Why you should (and shouldn't) memorise interview answers

Wondering if you should memorise your interview answers? Our article breaks down the pros and cons of doing so.

When preparing for a job interview, you may be wondering if it's worth it to memorize your answers to common interview questions. On one hand, it could potentially give you more confidence and help you avoid awkward pauses during the conversation. On the other hand, it might make you sound robotic and lack authenticity.

So, should you or shouldn't you memorize your answers? Well, that's what we're here to discuss! (We'll also throw in a few tips and tricks for those who do decide to memorize their responses.) Let's dive in and explore the pros and cons of memorizing interview answers.

The Benefits of Memorizing Interview Answers

Memorizing your answers can help you feel more confident in your responses. When you know what you're going to say, you're less likely to get flustered or lean into your predisposed nervous habits. This can help you come across as more poised and professional, which is especially important during a job interview. Additionally, memorizing your answers can help you avoid awkward pauses or hesitation. This can make the conversation flow more smoothly, which can be especially helpful if you're someone who tends to get nervous in high-pressure situations (side tip: get a friend to guide you out of nervousness).

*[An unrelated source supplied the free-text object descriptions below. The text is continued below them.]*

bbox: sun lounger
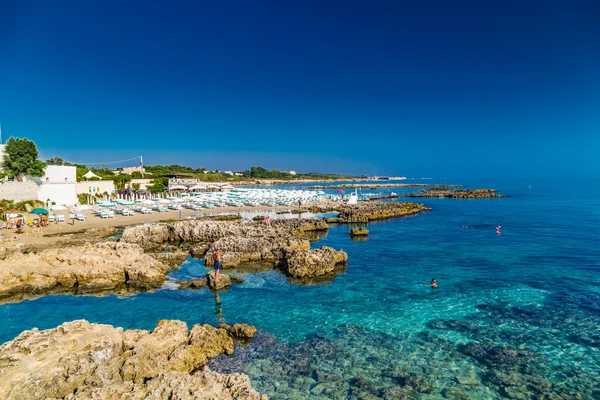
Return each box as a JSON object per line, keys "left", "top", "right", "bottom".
{"left": 76, "top": 214, "right": 86, "bottom": 221}
{"left": 57, "top": 215, "right": 65, "bottom": 223}
{"left": 107, "top": 211, "right": 115, "bottom": 218}
{"left": 49, "top": 215, "right": 56, "bottom": 223}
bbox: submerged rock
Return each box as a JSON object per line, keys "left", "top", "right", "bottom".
{"left": 0, "top": 242, "right": 170, "bottom": 304}
{"left": 0, "top": 319, "right": 266, "bottom": 399}
{"left": 177, "top": 277, "right": 208, "bottom": 289}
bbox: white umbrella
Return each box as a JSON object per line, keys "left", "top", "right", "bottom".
{"left": 159, "top": 199, "right": 170, "bottom": 204}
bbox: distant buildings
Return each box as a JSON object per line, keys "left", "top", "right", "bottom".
{"left": 113, "top": 166, "right": 145, "bottom": 176}
{"left": 289, "top": 170, "right": 297, "bottom": 175}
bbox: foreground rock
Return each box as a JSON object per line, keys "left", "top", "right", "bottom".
{"left": 282, "top": 246, "right": 348, "bottom": 278}
{"left": 406, "top": 188, "right": 504, "bottom": 198}
{"left": 0, "top": 242, "right": 170, "bottom": 304}
{"left": 0, "top": 319, "right": 266, "bottom": 400}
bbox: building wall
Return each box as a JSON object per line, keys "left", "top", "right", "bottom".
{"left": 40, "top": 165, "right": 77, "bottom": 183}
{"left": 0, "top": 181, "right": 39, "bottom": 202}
{"left": 76, "top": 180, "right": 115, "bottom": 195}
{"left": 38, "top": 183, "right": 77, "bottom": 206}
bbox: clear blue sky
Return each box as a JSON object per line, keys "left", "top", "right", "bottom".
{"left": 1, "top": 0, "right": 599, "bottom": 178}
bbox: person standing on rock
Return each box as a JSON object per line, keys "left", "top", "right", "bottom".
{"left": 214, "top": 249, "right": 221, "bottom": 281}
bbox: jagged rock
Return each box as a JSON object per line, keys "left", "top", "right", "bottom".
{"left": 0, "top": 320, "right": 267, "bottom": 400}
{"left": 282, "top": 246, "right": 348, "bottom": 278}
{"left": 178, "top": 277, "right": 208, "bottom": 289}
{"left": 0, "top": 242, "right": 170, "bottom": 304}
{"left": 207, "top": 272, "right": 232, "bottom": 290}
{"left": 230, "top": 275, "right": 245, "bottom": 284}
{"left": 350, "top": 227, "right": 369, "bottom": 236}
{"left": 218, "top": 323, "right": 257, "bottom": 340}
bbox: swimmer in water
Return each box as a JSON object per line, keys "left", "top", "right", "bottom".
{"left": 431, "top": 279, "right": 437, "bottom": 288}
{"left": 496, "top": 225, "right": 501, "bottom": 234}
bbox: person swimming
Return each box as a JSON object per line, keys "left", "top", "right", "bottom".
{"left": 431, "top": 279, "right": 437, "bottom": 288}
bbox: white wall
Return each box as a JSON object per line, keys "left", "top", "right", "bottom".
{"left": 41, "top": 165, "right": 76, "bottom": 183}
{"left": 77, "top": 180, "right": 115, "bottom": 195}
{"left": 38, "top": 183, "right": 77, "bottom": 206}
{"left": 0, "top": 181, "right": 39, "bottom": 202}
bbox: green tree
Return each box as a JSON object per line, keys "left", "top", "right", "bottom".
{"left": 1, "top": 137, "right": 46, "bottom": 180}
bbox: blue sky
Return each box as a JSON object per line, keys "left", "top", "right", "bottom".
{"left": 1, "top": 0, "right": 599, "bottom": 177}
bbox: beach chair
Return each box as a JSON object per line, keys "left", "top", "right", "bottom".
{"left": 107, "top": 211, "right": 115, "bottom": 218}
{"left": 99, "top": 211, "right": 108, "bottom": 219}
{"left": 49, "top": 215, "right": 56, "bottom": 223}
{"left": 57, "top": 215, "right": 65, "bottom": 223}
{"left": 76, "top": 214, "right": 86, "bottom": 221}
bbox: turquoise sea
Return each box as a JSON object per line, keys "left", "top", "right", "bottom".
{"left": 2, "top": 178, "right": 599, "bottom": 399}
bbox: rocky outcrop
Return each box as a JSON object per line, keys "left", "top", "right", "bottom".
{"left": 311, "top": 201, "right": 430, "bottom": 223}
{"left": 406, "top": 188, "right": 504, "bottom": 198}
{"left": 177, "top": 277, "right": 208, "bottom": 289}
{"left": 205, "top": 236, "right": 310, "bottom": 268}
{"left": 121, "top": 219, "right": 327, "bottom": 249}
{"left": 349, "top": 227, "right": 369, "bottom": 237}
{"left": 0, "top": 319, "right": 266, "bottom": 400}
{"left": 282, "top": 246, "right": 348, "bottom": 278}
{"left": 0, "top": 242, "right": 170, "bottom": 304}
{"left": 207, "top": 271, "right": 233, "bottom": 290}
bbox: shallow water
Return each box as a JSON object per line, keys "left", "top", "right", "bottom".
{"left": 2, "top": 178, "right": 600, "bottom": 399}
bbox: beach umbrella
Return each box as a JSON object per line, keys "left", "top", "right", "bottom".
{"left": 30, "top": 208, "right": 49, "bottom": 215}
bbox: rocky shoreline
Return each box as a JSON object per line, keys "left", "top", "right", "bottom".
{"left": 0, "top": 242, "right": 170, "bottom": 305}
{"left": 307, "top": 183, "right": 460, "bottom": 189}
{"left": 310, "top": 201, "right": 431, "bottom": 223}
{"left": 0, "top": 201, "right": 431, "bottom": 304}
{"left": 405, "top": 188, "right": 505, "bottom": 198}
{"left": 0, "top": 319, "right": 267, "bottom": 399}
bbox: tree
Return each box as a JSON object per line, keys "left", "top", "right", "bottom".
{"left": 1, "top": 137, "right": 46, "bottom": 180}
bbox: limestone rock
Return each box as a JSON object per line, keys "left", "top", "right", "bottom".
{"left": 282, "top": 246, "right": 348, "bottom": 278}
{"left": 0, "top": 242, "right": 170, "bottom": 304}
{"left": 177, "top": 277, "right": 208, "bottom": 289}
{"left": 406, "top": 188, "right": 504, "bottom": 198}
{"left": 350, "top": 227, "right": 369, "bottom": 236}
{"left": 207, "top": 271, "right": 232, "bottom": 290}
{"left": 0, "top": 319, "right": 266, "bottom": 400}
{"left": 310, "top": 201, "right": 430, "bottom": 223}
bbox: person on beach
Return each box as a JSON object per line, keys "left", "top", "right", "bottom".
{"left": 214, "top": 249, "right": 221, "bottom": 281}
{"left": 264, "top": 215, "right": 271, "bottom": 229}
{"left": 431, "top": 279, "right": 437, "bottom": 288}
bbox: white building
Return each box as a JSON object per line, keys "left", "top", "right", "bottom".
{"left": 36, "top": 165, "right": 78, "bottom": 206}
{"left": 289, "top": 170, "right": 297, "bottom": 175}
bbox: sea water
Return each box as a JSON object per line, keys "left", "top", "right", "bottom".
{"left": 1, "top": 178, "right": 599, "bottom": 399}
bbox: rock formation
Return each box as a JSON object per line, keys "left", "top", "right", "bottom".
{"left": 0, "top": 242, "right": 170, "bottom": 304}
{"left": 0, "top": 319, "right": 266, "bottom": 400}
{"left": 310, "top": 201, "right": 430, "bottom": 223}
{"left": 349, "top": 227, "right": 369, "bottom": 237}
{"left": 207, "top": 271, "right": 232, "bottom": 290}
{"left": 405, "top": 188, "right": 504, "bottom": 198}
{"left": 282, "top": 246, "right": 348, "bottom": 278}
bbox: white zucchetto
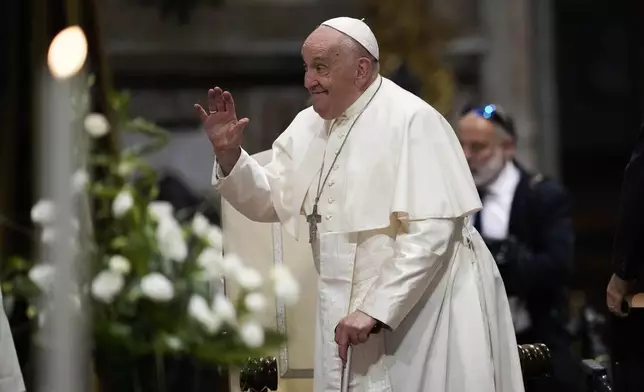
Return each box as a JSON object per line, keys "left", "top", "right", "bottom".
{"left": 320, "top": 17, "right": 379, "bottom": 61}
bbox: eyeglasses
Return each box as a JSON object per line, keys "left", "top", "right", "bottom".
{"left": 462, "top": 104, "right": 515, "bottom": 138}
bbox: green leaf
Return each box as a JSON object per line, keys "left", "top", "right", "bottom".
{"left": 111, "top": 236, "right": 128, "bottom": 249}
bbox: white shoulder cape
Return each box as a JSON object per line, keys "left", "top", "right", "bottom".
{"left": 260, "top": 76, "right": 482, "bottom": 238}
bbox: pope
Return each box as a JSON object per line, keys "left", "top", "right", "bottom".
{"left": 195, "top": 17, "right": 525, "bottom": 392}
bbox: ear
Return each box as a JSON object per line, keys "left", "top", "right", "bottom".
{"left": 356, "top": 57, "right": 372, "bottom": 81}
{"left": 501, "top": 137, "right": 516, "bottom": 158}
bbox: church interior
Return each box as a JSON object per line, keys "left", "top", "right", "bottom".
{"left": 0, "top": 0, "right": 642, "bottom": 391}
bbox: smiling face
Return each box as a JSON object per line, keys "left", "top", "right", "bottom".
{"left": 301, "top": 26, "right": 375, "bottom": 119}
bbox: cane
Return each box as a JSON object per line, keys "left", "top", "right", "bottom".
{"left": 341, "top": 345, "right": 353, "bottom": 392}
{"left": 338, "top": 321, "right": 383, "bottom": 392}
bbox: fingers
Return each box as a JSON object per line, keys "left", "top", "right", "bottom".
{"left": 207, "top": 87, "right": 226, "bottom": 113}
{"left": 338, "top": 343, "right": 349, "bottom": 364}
{"left": 607, "top": 291, "right": 627, "bottom": 317}
{"left": 207, "top": 88, "right": 218, "bottom": 113}
{"left": 235, "top": 118, "right": 250, "bottom": 133}
{"left": 335, "top": 327, "right": 349, "bottom": 363}
{"left": 223, "top": 91, "right": 236, "bottom": 116}
{"left": 357, "top": 331, "right": 370, "bottom": 344}
{"left": 214, "top": 87, "right": 226, "bottom": 112}
{"left": 194, "top": 104, "right": 208, "bottom": 122}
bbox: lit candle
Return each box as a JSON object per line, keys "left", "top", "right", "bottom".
{"left": 39, "top": 25, "right": 88, "bottom": 392}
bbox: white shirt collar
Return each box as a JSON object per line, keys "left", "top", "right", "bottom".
{"left": 486, "top": 160, "right": 521, "bottom": 197}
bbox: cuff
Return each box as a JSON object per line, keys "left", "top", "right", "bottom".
{"left": 211, "top": 149, "right": 249, "bottom": 187}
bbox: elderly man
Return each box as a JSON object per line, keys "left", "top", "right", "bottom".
{"left": 0, "top": 292, "right": 25, "bottom": 392}
{"left": 196, "top": 18, "right": 524, "bottom": 392}
{"left": 457, "top": 105, "right": 578, "bottom": 391}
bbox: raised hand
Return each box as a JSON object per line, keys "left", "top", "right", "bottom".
{"left": 194, "top": 87, "right": 249, "bottom": 174}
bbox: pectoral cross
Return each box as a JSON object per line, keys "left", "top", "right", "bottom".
{"left": 306, "top": 204, "right": 321, "bottom": 243}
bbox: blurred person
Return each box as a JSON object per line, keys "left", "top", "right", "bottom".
{"left": 0, "top": 292, "right": 25, "bottom": 391}
{"left": 606, "top": 124, "right": 644, "bottom": 392}
{"left": 195, "top": 17, "right": 524, "bottom": 392}
{"left": 457, "top": 105, "right": 579, "bottom": 391}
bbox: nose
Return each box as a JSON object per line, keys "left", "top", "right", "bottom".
{"left": 304, "top": 71, "right": 316, "bottom": 90}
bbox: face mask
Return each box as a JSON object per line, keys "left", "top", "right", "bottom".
{"left": 472, "top": 147, "right": 506, "bottom": 187}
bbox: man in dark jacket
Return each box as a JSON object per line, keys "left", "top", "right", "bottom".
{"left": 457, "top": 104, "right": 579, "bottom": 391}
{"left": 607, "top": 125, "right": 644, "bottom": 392}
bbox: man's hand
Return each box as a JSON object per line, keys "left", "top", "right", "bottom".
{"left": 607, "top": 273, "right": 629, "bottom": 317}
{"left": 334, "top": 311, "right": 377, "bottom": 363}
{"left": 194, "top": 87, "right": 249, "bottom": 174}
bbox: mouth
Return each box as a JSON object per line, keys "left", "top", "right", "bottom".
{"left": 309, "top": 90, "right": 328, "bottom": 96}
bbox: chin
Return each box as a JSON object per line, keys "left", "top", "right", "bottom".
{"left": 312, "top": 105, "right": 332, "bottom": 120}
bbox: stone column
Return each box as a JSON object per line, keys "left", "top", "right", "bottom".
{"left": 479, "top": 0, "right": 552, "bottom": 175}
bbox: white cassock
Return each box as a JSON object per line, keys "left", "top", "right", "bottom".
{"left": 213, "top": 75, "right": 525, "bottom": 392}
{"left": 0, "top": 292, "right": 25, "bottom": 392}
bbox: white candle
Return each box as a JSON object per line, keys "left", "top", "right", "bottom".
{"left": 38, "top": 26, "right": 88, "bottom": 392}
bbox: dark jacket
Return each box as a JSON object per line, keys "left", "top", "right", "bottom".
{"left": 612, "top": 125, "right": 644, "bottom": 284}
{"left": 482, "top": 163, "right": 578, "bottom": 391}
{"left": 484, "top": 163, "right": 574, "bottom": 342}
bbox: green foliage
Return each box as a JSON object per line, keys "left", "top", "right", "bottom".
{"left": 1, "top": 75, "right": 290, "bottom": 370}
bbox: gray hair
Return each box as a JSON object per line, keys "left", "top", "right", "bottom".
{"left": 341, "top": 35, "right": 380, "bottom": 73}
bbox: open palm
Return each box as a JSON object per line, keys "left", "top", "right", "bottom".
{"left": 194, "top": 87, "right": 249, "bottom": 154}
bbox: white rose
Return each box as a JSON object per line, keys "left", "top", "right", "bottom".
{"left": 272, "top": 265, "right": 300, "bottom": 306}
{"left": 71, "top": 169, "right": 89, "bottom": 193}
{"left": 219, "top": 253, "right": 243, "bottom": 277}
{"left": 108, "top": 255, "right": 131, "bottom": 275}
{"left": 188, "top": 295, "right": 222, "bottom": 333}
{"left": 196, "top": 247, "right": 223, "bottom": 279}
{"left": 28, "top": 264, "right": 55, "bottom": 291}
{"left": 240, "top": 321, "right": 265, "bottom": 348}
{"left": 156, "top": 217, "right": 188, "bottom": 262}
{"left": 191, "top": 213, "right": 211, "bottom": 238}
{"left": 244, "top": 292, "right": 267, "bottom": 314}
{"left": 112, "top": 190, "right": 134, "bottom": 218}
{"left": 30, "top": 199, "right": 55, "bottom": 225}
{"left": 207, "top": 226, "right": 223, "bottom": 250}
{"left": 140, "top": 272, "right": 174, "bottom": 302}
{"left": 117, "top": 161, "right": 135, "bottom": 177}
{"left": 41, "top": 227, "right": 56, "bottom": 245}
{"left": 84, "top": 113, "right": 110, "bottom": 138}
{"left": 148, "top": 201, "right": 174, "bottom": 221}
{"left": 212, "top": 294, "right": 236, "bottom": 323}
{"left": 164, "top": 335, "right": 183, "bottom": 351}
{"left": 235, "top": 266, "right": 263, "bottom": 291}
{"left": 91, "top": 270, "right": 124, "bottom": 304}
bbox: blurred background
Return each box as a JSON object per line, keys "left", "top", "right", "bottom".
{"left": 0, "top": 0, "right": 643, "bottom": 390}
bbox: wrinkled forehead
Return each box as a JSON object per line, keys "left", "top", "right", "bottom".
{"left": 458, "top": 113, "right": 497, "bottom": 141}
{"left": 301, "top": 26, "right": 344, "bottom": 61}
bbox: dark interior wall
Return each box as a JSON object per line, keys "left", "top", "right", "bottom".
{"left": 554, "top": 0, "right": 643, "bottom": 307}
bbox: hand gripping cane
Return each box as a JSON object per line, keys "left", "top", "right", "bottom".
{"left": 339, "top": 322, "right": 384, "bottom": 392}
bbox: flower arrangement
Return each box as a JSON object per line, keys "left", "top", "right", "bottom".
{"left": 1, "top": 78, "right": 299, "bottom": 388}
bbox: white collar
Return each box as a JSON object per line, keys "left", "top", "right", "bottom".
{"left": 486, "top": 160, "right": 520, "bottom": 197}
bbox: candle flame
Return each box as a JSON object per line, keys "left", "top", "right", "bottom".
{"left": 47, "top": 26, "right": 88, "bottom": 80}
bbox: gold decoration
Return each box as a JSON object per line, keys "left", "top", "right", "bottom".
{"left": 363, "top": 0, "right": 455, "bottom": 114}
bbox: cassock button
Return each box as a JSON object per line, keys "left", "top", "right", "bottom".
{"left": 328, "top": 180, "right": 335, "bottom": 187}
{"left": 333, "top": 165, "right": 340, "bottom": 171}
{"left": 325, "top": 215, "right": 332, "bottom": 220}
{"left": 328, "top": 197, "right": 334, "bottom": 204}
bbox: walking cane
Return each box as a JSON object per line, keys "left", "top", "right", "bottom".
{"left": 341, "top": 345, "right": 353, "bottom": 392}
{"left": 338, "top": 321, "right": 383, "bottom": 391}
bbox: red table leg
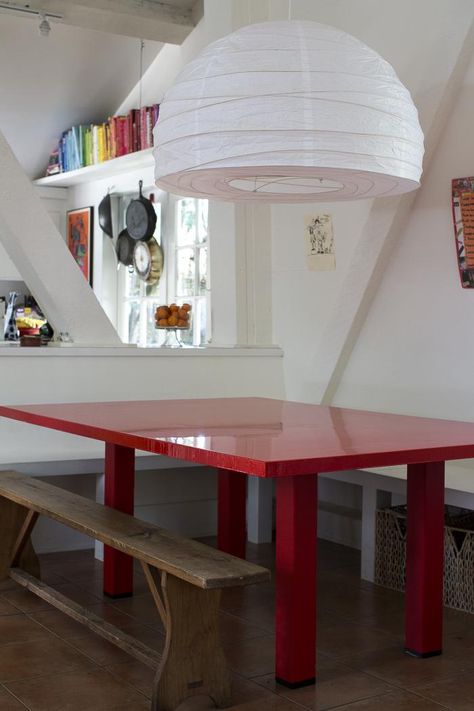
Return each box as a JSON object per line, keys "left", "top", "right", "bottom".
{"left": 103, "top": 443, "right": 135, "bottom": 598}
{"left": 276, "top": 474, "right": 317, "bottom": 687}
{"left": 405, "top": 461, "right": 445, "bottom": 657}
{"left": 217, "top": 469, "right": 247, "bottom": 559}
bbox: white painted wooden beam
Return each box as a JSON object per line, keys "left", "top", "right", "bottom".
{"left": 0, "top": 130, "right": 122, "bottom": 345}
{"left": 0, "top": 0, "right": 202, "bottom": 44}
{"left": 235, "top": 204, "right": 273, "bottom": 346}
{"left": 310, "top": 12, "right": 474, "bottom": 406}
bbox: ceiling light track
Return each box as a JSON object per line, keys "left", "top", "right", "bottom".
{"left": 0, "top": 2, "right": 62, "bottom": 20}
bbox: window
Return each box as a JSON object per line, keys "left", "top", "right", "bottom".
{"left": 116, "top": 190, "right": 210, "bottom": 347}
{"left": 170, "top": 197, "right": 209, "bottom": 347}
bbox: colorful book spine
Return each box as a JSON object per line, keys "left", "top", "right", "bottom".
{"left": 47, "top": 103, "right": 160, "bottom": 175}
{"left": 139, "top": 107, "right": 148, "bottom": 150}
{"left": 92, "top": 125, "right": 99, "bottom": 164}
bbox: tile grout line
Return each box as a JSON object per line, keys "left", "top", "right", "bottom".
{"left": 230, "top": 670, "right": 312, "bottom": 710}
{"left": 0, "top": 682, "right": 32, "bottom": 709}
{"left": 19, "top": 607, "right": 155, "bottom": 701}
{"left": 405, "top": 686, "right": 455, "bottom": 710}
{"left": 318, "top": 689, "right": 402, "bottom": 711}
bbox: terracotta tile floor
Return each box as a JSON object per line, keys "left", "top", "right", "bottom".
{"left": 1, "top": 539, "right": 474, "bottom": 709}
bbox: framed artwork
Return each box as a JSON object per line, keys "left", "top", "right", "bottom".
{"left": 452, "top": 177, "right": 474, "bottom": 288}
{"left": 67, "top": 207, "right": 93, "bottom": 286}
{"left": 304, "top": 213, "right": 336, "bottom": 271}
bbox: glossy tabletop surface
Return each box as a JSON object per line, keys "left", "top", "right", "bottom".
{"left": 2, "top": 398, "right": 474, "bottom": 477}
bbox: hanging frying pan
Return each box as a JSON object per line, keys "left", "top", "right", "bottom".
{"left": 126, "top": 180, "right": 157, "bottom": 241}
{"left": 98, "top": 192, "right": 114, "bottom": 238}
{"left": 116, "top": 228, "right": 135, "bottom": 266}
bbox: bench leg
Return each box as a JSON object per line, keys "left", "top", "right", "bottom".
{"left": 0, "top": 498, "right": 40, "bottom": 581}
{"left": 151, "top": 573, "right": 231, "bottom": 711}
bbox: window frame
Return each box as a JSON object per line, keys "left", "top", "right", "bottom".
{"left": 116, "top": 191, "right": 210, "bottom": 347}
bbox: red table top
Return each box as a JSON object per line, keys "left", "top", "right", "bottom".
{"left": 1, "top": 398, "right": 474, "bottom": 477}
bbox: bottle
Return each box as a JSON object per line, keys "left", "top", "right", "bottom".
{"left": 0, "top": 297, "right": 5, "bottom": 339}
{"left": 4, "top": 292, "right": 19, "bottom": 341}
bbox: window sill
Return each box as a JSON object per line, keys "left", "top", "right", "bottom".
{"left": 0, "top": 342, "right": 283, "bottom": 358}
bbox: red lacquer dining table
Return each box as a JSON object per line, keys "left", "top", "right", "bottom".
{"left": 2, "top": 396, "right": 474, "bottom": 688}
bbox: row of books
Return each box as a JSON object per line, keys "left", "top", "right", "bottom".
{"left": 45, "top": 104, "right": 159, "bottom": 176}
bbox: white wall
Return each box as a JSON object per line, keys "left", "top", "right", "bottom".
{"left": 116, "top": 0, "right": 233, "bottom": 115}
{"left": 272, "top": 200, "right": 368, "bottom": 401}
{"left": 333, "top": 50, "right": 474, "bottom": 420}
{"left": 265, "top": 0, "right": 474, "bottom": 533}
{"left": 0, "top": 13, "right": 160, "bottom": 179}
{"left": 269, "top": 0, "right": 474, "bottom": 404}
{"left": 0, "top": 244, "right": 20, "bottom": 281}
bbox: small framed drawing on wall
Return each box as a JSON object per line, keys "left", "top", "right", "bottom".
{"left": 67, "top": 207, "right": 93, "bottom": 286}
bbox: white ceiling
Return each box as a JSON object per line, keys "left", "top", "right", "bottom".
{"left": 0, "top": 13, "right": 162, "bottom": 178}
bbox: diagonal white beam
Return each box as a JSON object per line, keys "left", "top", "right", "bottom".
{"left": 0, "top": 130, "right": 122, "bottom": 345}
{"left": 0, "top": 0, "right": 202, "bottom": 44}
{"left": 310, "top": 12, "right": 474, "bottom": 406}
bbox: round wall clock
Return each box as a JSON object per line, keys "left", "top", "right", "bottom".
{"left": 133, "top": 238, "right": 164, "bottom": 285}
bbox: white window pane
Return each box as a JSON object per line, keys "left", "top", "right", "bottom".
{"left": 176, "top": 247, "right": 195, "bottom": 297}
{"left": 198, "top": 247, "right": 207, "bottom": 295}
{"left": 177, "top": 198, "right": 196, "bottom": 246}
{"left": 195, "top": 297, "right": 207, "bottom": 345}
{"left": 123, "top": 265, "right": 141, "bottom": 298}
{"left": 145, "top": 279, "right": 161, "bottom": 297}
{"left": 145, "top": 300, "right": 163, "bottom": 346}
{"left": 126, "top": 301, "right": 141, "bottom": 344}
{"left": 197, "top": 200, "right": 208, "bottom": 244}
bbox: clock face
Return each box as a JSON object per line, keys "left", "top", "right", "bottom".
{"left": 133, "top": 241, "right": 151, "bottom": 279}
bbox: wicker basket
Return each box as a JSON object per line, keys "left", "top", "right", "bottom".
{"left": 374, "top": 505, "right": 474, "bottom": 613}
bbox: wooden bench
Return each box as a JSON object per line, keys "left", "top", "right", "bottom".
{"left": 0, "top": 470, "right": 270, "bottom": 711}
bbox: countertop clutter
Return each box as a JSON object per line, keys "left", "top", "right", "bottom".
{"left": 1, "top": 291, "right": 54, "bottom": 347}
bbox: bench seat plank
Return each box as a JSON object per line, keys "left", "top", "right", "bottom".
{"left": 0, "top": 471, "right": 269, "bottom": 589}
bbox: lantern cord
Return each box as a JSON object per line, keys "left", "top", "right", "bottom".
{"left": 139, "top": 39, "right": 145, "bottom": 109}
{"left": 288, "top": 0, "right": 292, "bottom": 21}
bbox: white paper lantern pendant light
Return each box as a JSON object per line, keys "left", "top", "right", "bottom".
{"left": 153, "top": 20, "right": 424, "bottom": 203}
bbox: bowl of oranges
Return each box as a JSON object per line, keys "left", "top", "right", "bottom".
{"left": 155, "top": 303, "right": 192, "bottom": 330}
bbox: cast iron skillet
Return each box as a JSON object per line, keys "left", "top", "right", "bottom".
{"left": 98, "top": 192, "right": 113, "bottom": 239}
{"left": 126, "top": 180, "right": 157, "bottom": 241}
{"left": 116, "top": 228, "right": 135, "bottom": 266}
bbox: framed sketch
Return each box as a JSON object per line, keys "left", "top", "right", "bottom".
{"left": 67, "top": 207, "right": 93, "bottom": 286}
{"left": 304, "top": 213, "right": 336, "bottom": 270}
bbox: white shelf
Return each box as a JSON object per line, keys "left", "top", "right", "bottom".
{"left": 33, "top": 148, "right": 154, "bottom": 188}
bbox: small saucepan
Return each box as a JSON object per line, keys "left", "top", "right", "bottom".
{"left": 116, "top": 228, "right": 136, "bottom": 267}
{"left": 126, "top": 180, "right": 157, "bottom": 241}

The Risks of Memorizing Interview Answers

While memorizing your answers can certainly have its benefits, it can also be risky. One of the main risks is that you might come across as robotic or inauthentic. A scripted compliment can become a misconstrued impression, whereas your experience may become less believeable. If you're reciting memorized responses, it can be difficult to maintain eye contact or appear genuinely interested in the conversation. This can make you seem less genuine and potentially hurt your chances of landing the job.

Additionally, memorizing your answers can be risky if you're asked a question that you didn't prepare for. If you're relying on memorized responses, you might struggle to come up with a genuine, on-the-spot answer.

Tips for Memorizing Interview Answers

If you do decide to memorize your answers, there are a few things you can do to make the process more effective. First, be sure to practice your responses out loud as part of going through the entire mock interview flow. This can help you get a feel for how your answers will sound and give you a chance to make any necessary adjustments.

Additionally, try to avoid memorizing your responses verbatim (i.e. exactly, word for word). Instead, aim to memorize key points or themes that you want to convey. Use bulleted points; memorise the general ideas and expand on these ideas real time during the interview. This can help you sound more natural and authentic.

Finally, be sure to practice with a friend or family member so you can get feedback on your responses and make any necessary adjustments. Rememeber that as you practice mock runs with someone else, you should ask for space to internalise their feedback. This space gives you capacity to incorporate their work before you are made to enter the actual interview on your own, since you can't have their help in the real thing.

Alternatives to Memorizing Interview Answers

If you're not comfortable with the idea of memorizing your answers, there are alternative strategies you can use to prepare for your interview. One option is to practice answering common interview questions and reciting them out loud, without necessarily memorizing your responses. This can help you get more comfortable speaking about your skills and experience and can also help you avoid awkward pauses or hesitation.

Ask for help from your existing formal-work network, and ask them about specific interview tips; "Oh how is the interview at so-and-so company going to be like?" - use the benefits of your network to further your career. Most people are more than willing to help you (they'll eventually expect a favour from you later on though!)

Another option is to research the interviewing company and come up with specific examples of how your skills and experience align with their needs. This can help you come across as knowledgeable and well-prepared, even if you're not reciting memorized responses.

The Importance of Being Authentic

Ultimately, the most important thing during a job interview is to be authentic. While it's important to come across as knowledgeable and prepared, it's equally important to be genuine and sincere. If you're not comfortable with the idea of memorizing your answers, it's better to present an honest and authentic image than to try to recite memorized responses. By being yourself, you'll be more likely to make a genuine connection with your interviewer and stand out as a unique and qualified candidate.

The Bottom Line

So, should you or shouldn't you memorize your interview answers? The answer isn't necessarily cut and dry. There are pros and cons to both approaches, and it ultimately comes down to your personal style and comfort level.

If you do decide to memorize your answers, be sure to practice and make adjustments as needed. And if you decide not to memorize your answers, focus on being authentic and well-prepared by researching the company and practicing your responses out loud. In either case, the most important thing is to be genuine and sincere during your interview.